You arrive at a meeting with your adviser to be presented with a leather bound report with gold lettering on the cover. This looks impressive and you know that you may be required to pay a few thousand pounds for the advice contained in this document. On the other hand you may simply have received a very thin report or just a letter. How can you judge the value of the advice? In this article I will try and highlight some of the points upon which you need to concentrate.


  • You need to establish that the adviser has based the report on accurate information. Please re-read the section which deals with the facts he has ascertained. Are they correct? ,if not you need to correct them. A good adviser will have written the facts in his own words not simply repeated the information you gave him
  • Do you think that the report reveals that the adviser really “understands” you, for example if you are a person who likes detail has this been provided. Or alternatively if you are more creative has the adviser taken time to try and explain the report in a way which you will understand
  • You are paying for a report which is about you. Some firms rely heavily on standard paragraphs. This may be perfectly acceptable as a means of explaining some technical facts but a report with too many standard paragraphs is possibly not worth a huge amount of money.
  • Have a look closely at the wording.

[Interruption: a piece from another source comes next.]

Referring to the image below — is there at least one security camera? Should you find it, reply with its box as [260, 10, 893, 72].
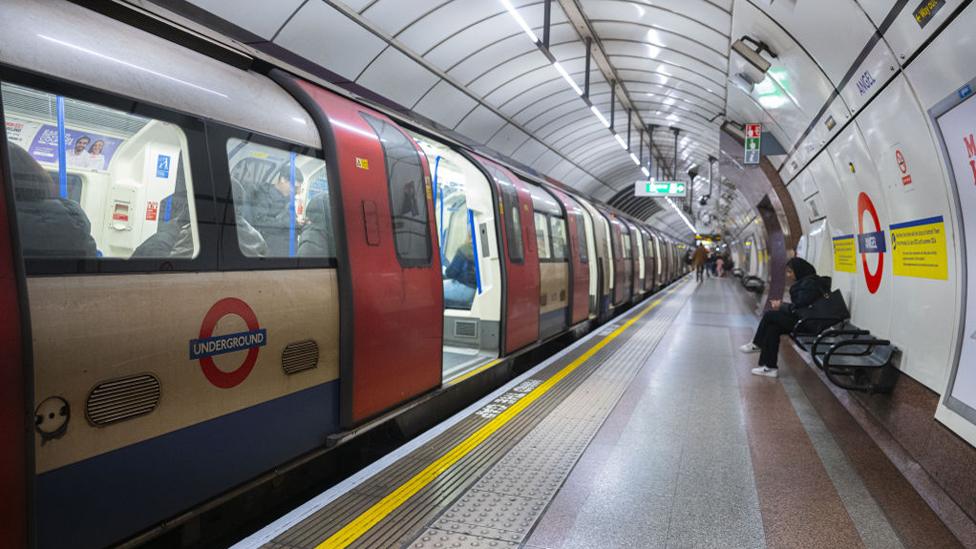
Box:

For compliance purposes it is necessary for advisers to explain risk and disadvantages as well as the advantages of certain products but look closely to see if any attempt has been made to make complicated facts clear. As the client you deserve to understand the products and the advice you are being given. If it is not clear in the report you will need to ask the adviser to explain these matters to you at the meeting and do not proceed if you do not understand the investment. No adviser should ever recommend a product which he himself does not understand.
  • In the report the adviser will have recommended certain funds which are suitable for your attitude to risk. Make sure that the report explains why they are suitable, not simply that they are suitable. When you have a meeting with your adviser he should be prepared to substantiate his choice of funds. Similarly if the adviser is outsourcing the investment management to someone else you need to ask many probing questions as to why this company is considered to be suitable. Making sure that you are happy about the investment advice is very important at this stage.
  • The most important question to ask of the report is “Does the advice solve my financial problem or give me a long term financial plan or whatever it was which caused you to seek the advice in the first place. If it does not it is not a good report. If the adviser has to “persuade” you that it solves your problem it is not a good report.
  • If there are matters in the report which are not correct or do not suit your needs, get them corrected before you pay for the report and before you proceed with any investments. It is this report which is the basis of the advice and it is imperative to get it right at the start.